Fig. 2.. Overabundant TCR clones in breastmilk are diverse.

(A) All TCRβ CDR3 amino acid sequences obtained from the BMC of each participant for which paired PBMC was available (n=11) were compared using tcrdist3; representative plots from two individuals are displayed. Black ticks denote TCRβ sequences significantly overabundant in BMC relative to PBMC. (B) Overabundant BMC TCRβ CDR3 amino acid sequences from 11 participants were compared to one another using tcrdist3. Overabundant TCRβ clones were compared by CDR3 amino acid sequence and V gene usage against available public databases of known TCR epitope specificity. Clones matching pathogen-specific epitopes are marked with colored ticks. For Participant 10, only CDR3 amino acid sequences enriched by a factor ≥50 relative to PBMC or with epitope specificity were included to reduce data skewing from this participant.

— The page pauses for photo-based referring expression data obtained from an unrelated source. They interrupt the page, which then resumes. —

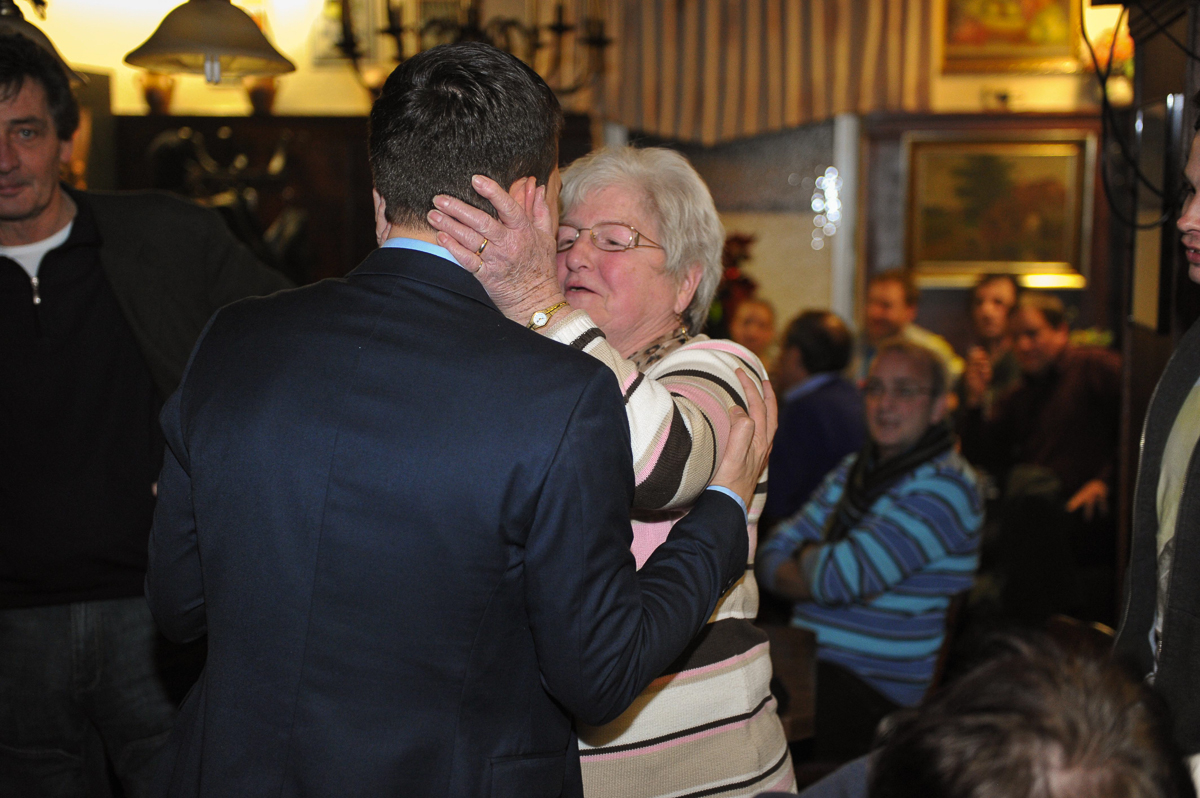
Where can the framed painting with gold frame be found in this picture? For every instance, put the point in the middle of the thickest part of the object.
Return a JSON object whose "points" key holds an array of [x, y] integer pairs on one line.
{"points": [[1031, 36], [1017, 202]]}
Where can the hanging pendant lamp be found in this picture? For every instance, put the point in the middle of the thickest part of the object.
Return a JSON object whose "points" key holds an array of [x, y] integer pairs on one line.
{"points": [[13, 22], [214, 37]]}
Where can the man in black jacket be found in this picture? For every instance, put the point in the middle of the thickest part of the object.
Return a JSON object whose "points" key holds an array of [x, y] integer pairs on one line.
{"points": [[101, 299]]}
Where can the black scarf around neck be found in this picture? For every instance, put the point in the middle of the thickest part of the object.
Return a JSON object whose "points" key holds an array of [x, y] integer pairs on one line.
{"points": [[869, 479]]}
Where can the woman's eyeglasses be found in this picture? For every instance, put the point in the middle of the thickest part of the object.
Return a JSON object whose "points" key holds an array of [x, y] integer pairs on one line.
{"points": [[610, 237]]}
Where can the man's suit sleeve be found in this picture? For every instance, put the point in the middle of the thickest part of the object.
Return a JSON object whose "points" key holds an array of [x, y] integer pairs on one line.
{"points": [[604, 630], [174, 586]]}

Fig. 3.. Candidate SARS2 Spike-specific T cells are enriched in the breastmilk relative to the peripheral blood of vaccinated individuals.

The frequency of candidate Spike-specific clones in all sequenced PBMC and BMC (n=14 paired, n=2 BMC only) is expressed relative to all clones predicted to bind to SARS2 antigens. Spike template frequency was compared using a negative binomial model, **p<0.01. (A) TCRβ sequences predicted to bind to SARS2 were identified in BMC and PBMC using the ImmunoSEQ® T-MAP COVID Search Tool and are mapped by their epitope binding location on the Spike protein. Gold line indicates the amino acid position of the Spike peptide pool that includes the YLQPRTFLL epitope, green line indicates the position of the NYNYLYRLF epitope, and purple line indicates the position of the LTDEMIAQY epitope. (B) Spike-specific TCRβ templates are enriched in BMC relative to PBMC, incident rate ratio (IRR)=166, p=0.004.

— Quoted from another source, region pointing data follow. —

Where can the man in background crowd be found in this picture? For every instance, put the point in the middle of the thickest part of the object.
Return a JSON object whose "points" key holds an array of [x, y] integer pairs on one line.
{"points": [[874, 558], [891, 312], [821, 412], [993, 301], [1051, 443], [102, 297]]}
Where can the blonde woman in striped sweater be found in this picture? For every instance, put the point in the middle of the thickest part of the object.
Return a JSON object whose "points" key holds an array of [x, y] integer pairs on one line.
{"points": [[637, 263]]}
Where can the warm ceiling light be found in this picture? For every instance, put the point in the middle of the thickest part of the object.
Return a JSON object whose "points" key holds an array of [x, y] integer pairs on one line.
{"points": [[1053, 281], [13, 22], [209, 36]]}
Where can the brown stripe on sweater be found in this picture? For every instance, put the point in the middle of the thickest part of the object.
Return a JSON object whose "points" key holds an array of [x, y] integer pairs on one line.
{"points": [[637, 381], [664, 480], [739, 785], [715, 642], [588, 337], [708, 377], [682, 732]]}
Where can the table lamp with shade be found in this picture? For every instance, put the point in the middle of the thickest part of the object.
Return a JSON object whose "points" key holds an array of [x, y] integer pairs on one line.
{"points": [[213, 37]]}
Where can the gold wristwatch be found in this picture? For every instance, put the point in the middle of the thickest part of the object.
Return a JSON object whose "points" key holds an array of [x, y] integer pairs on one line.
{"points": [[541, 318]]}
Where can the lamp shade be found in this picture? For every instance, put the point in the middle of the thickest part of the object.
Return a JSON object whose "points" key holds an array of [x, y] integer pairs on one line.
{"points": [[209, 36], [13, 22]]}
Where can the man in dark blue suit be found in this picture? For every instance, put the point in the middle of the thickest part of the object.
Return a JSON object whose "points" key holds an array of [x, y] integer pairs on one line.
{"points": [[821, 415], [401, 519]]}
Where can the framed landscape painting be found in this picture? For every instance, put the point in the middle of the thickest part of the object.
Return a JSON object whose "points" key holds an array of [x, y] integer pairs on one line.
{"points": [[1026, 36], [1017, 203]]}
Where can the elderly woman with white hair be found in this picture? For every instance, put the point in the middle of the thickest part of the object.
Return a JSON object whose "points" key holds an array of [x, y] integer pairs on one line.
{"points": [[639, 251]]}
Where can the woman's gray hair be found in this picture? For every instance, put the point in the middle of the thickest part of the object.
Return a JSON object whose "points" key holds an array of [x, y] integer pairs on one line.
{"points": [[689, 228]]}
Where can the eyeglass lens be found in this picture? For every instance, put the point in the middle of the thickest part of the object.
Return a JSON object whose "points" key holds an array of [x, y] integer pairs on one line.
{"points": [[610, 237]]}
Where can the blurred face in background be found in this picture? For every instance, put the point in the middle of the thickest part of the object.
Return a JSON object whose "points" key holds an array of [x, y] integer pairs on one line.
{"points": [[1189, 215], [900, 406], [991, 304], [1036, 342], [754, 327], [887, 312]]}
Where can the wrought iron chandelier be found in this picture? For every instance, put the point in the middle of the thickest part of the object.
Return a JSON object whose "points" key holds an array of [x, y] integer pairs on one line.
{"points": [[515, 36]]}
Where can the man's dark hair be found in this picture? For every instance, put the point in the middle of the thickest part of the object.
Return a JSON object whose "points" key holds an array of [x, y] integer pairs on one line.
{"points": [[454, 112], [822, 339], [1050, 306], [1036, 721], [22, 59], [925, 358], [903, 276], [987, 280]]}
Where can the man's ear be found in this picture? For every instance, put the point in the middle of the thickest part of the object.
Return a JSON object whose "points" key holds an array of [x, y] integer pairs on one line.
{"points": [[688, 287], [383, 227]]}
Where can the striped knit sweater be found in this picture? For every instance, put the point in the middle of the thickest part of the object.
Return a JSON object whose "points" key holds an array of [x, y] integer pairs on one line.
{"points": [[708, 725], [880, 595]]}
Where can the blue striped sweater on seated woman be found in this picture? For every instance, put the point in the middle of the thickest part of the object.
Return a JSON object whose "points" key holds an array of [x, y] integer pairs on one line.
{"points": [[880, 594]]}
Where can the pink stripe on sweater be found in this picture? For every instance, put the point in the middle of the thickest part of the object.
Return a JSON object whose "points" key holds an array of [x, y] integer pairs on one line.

Fig. 4.. SARS2 Spike-specific T cells expand in breastmilk following 3^rd mRNA vaccine dose.

BMC and PBMC from before and after receipt of the 3^rd dose of SARS2 mRNA vaccine were stained with SARS2 Spike epitope-loaded class I tetramers and analyzed by flow cytometry to quantify Spike-specific CD8+ T cells. Comparisons made with paired t tests, *p<0.05, n.s. (non-significant). Scatter plots of HLA-A*02_YLQ-positive (n=5) (A), HLA-A*01_LTD-positive (n=2) (B), and HLA-A*24_NYN-positive (n=1) (C) CD8+ T cells in breastmilk obtained before (top) and after (bottom) 3^rd mRNA vaccine dose are shown from HLA concordant individuals. Frequencies of tetramer+ cells of CD8+ T cells inset. (D) Frequencies of tetramer+ cells of CD8+ T cells in BMC (n=8, blue) and PBMC (n=7, red). Triangle=HLA-A*02_YLQ, circle=HLA-A*01_LTD, square=HLA-A*24_NYN. BMC: 0.8% to 2.8%, p=0.03; PBMC: 0.04% to 0.04%, p=0.9.